Another week later I did this, another one of Princess Mononoke charging into battle:


----------



## TemplarKormac

And this past Wednesday, I drew this, which is my personal favorite. Lily and Haku (in his dragon form) from Spirited Away:


----------



## Goddess_Ashtara

Starfire hentai parody= 5/5​


----------



## Greeneyedlady

Nice! I paint, though I don't get much time to do so anymore. Here's a few of mine.


----------



## theDoctorisIn

Those are really good. Have you tried drawing anything original?

(I'm not being a dick)


----------



## Mad_Cabbie

theDoctorisIn said:


> Those are really good. Have you tried drawing anything original?
> 
> (I'm not being a dick)



Um....


----------



## Gracie

You do fingers very well. I have a helluva time doing those. HARD. So is hair. Or fur. Oy.


----------



## TemplarKormac

theDoctorisIn said:


> Those are really good. Have you tried drawing anything original?
> 
> (I'm not being a dick)



Doh!

I have stuff from high school that I drew. I did one depicting the story of Macbeth which I drew in my Junior year for Lit class. It was so good the teacher pleaded with me to keep it. At some point I'll post them to my page. I'm more of a guy who likes to reproduce things that I see, to put my eidetic memory to good use.


----------



## TemplarKormac

Goddess_Ashtara said:


> Starfire hentai parody= 5/5​



Actually that's the way she looked in the TV show.


----------



## Goddess_Ashtara

I know.  I was saying that the hentai was 5/5.  

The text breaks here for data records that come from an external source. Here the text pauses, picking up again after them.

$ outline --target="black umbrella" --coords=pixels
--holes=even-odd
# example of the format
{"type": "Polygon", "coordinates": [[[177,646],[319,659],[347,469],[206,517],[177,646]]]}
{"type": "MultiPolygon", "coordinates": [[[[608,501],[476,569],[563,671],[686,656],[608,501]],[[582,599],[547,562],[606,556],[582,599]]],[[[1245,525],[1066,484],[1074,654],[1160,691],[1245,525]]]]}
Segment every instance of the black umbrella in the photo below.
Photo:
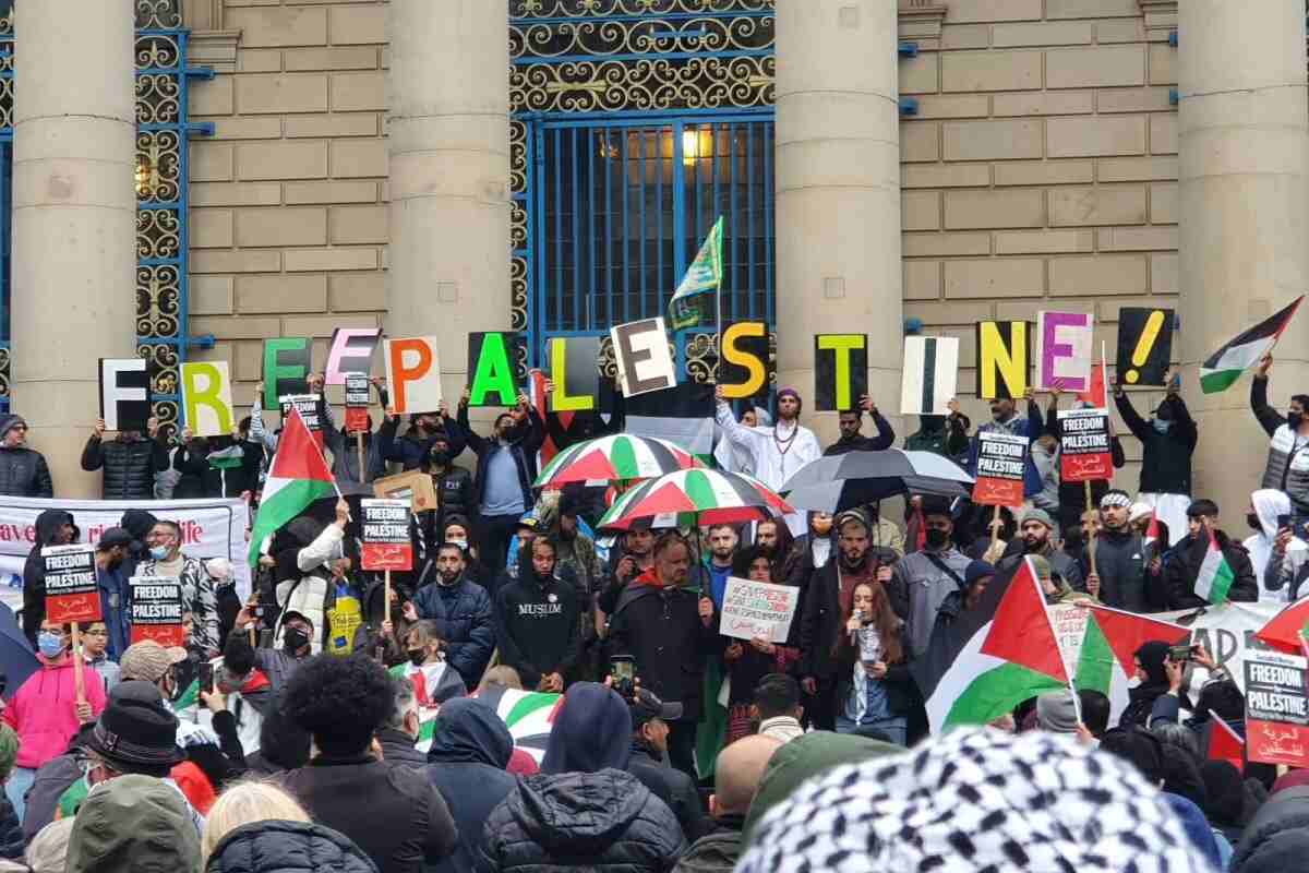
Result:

I notice grids on all your drawings.  What's up with that?​


----------



## Darkwind

If I gave you a short story, could you illustrate it?


----------



## TemplarKormac

Goddess_Ashtara said:


> I know.  I was saying that the hentai was 5/5.
> 
> I notice grids on all your drawings.  What's up with that?​



Its an aid. I was born with one eye permanently off center, and it messes with my alignment. I use a ruler and 12 inch T square to draw 1 inch by 1 inch grids.


----------



## TemplarKormac

Darkwind said:


> If I gave you a short story, could you illustrate it?



I could try. But my freehand isn't great. At least to me anyhow.


----------



## norwegen

Nice drawings, but can you draw flies as well as I can?


----------



## Book of Jeremiah

TemplarKormac said:


> This one I did the same day, Uncle Iroh escaping from the Fire Nation prison. From Avatar: The Last Airbender:



You are quite talented!


----------



## TemplarKormac

norwegen said:


> Nice drawings, but can you draw flies as well as I can?



I can draw a fly swatter.


----------



## Darkwind

My middle daughter has really developed a good talent in drawing.  She was kind of stuck in doing charcoal and black n white pencil.  I purchased a couple of courses for her on Estay for doing color pencil work.  She is developing an amazing talent.

As a gift, she drew our newest grand-daughter who was born December 10th.....She framed it for us too.  Here is the finished drawing...






ETA:  Here is her comment:  " Testing out some colored charcoal with a white prismacolor pencil on pastel paper. I really love the skin tones range I could achieve. Approximately 15 hours of work."


----------



## percysunshine

.
Those are all good Templar. Cheers.


----------



## Delta4Embassy

TemplarKormac said:


> Since I was 9 years old, I've been able to reproduce images on paper with without any aids whatsoever, well, except a ruler, a pencil and 8.5 x 10" sketch paper. I stopped for about 10 years, but now I've picked it up once more. Now, I'd like to show you guys my work.
> 
> This one I did a month ago, Starfire from Teen Titans:
> 
> 
> 
> 
> 
> 
> I will be routinely posting new work on my Deviant Art page, here:
> 
> JadeHarvester - DeviantArt



There's a fascinating fact about children enabling them to draw really well. Something in the brain is on at birth enabling accurate recreations via drawing and art that shuts off for most around puberty. Those where it stays on become artists often.


----------



## TemplarKormac

Here's my newest addition, fresh off the--er presses. Howl Pendragon:


----------



## Vigilante

TK, you're good, now try some political satire, such as this John McNaughton painting.....


----------



## TemplarKormac

Here's another one for you to look at, I took a three month break from drawing and started back with one last night. This is Mulan and her Horse Khan, from the Disney Movie, Mulan:


----------



## Luddly Neddite

Goddess_Ashtara said:


> I know.  I was saying that the hentai was 5/5.
> 
> I notice grids on all your drawings.  What's up with that?​




If its done right, learning to draw and paint is hard work. There are no shortcuts. The grids make it possible for phonies to copy the work of others and pass it off as their own. 

Real artists sometimes use grids for portraits. 

TemplarKormac


----------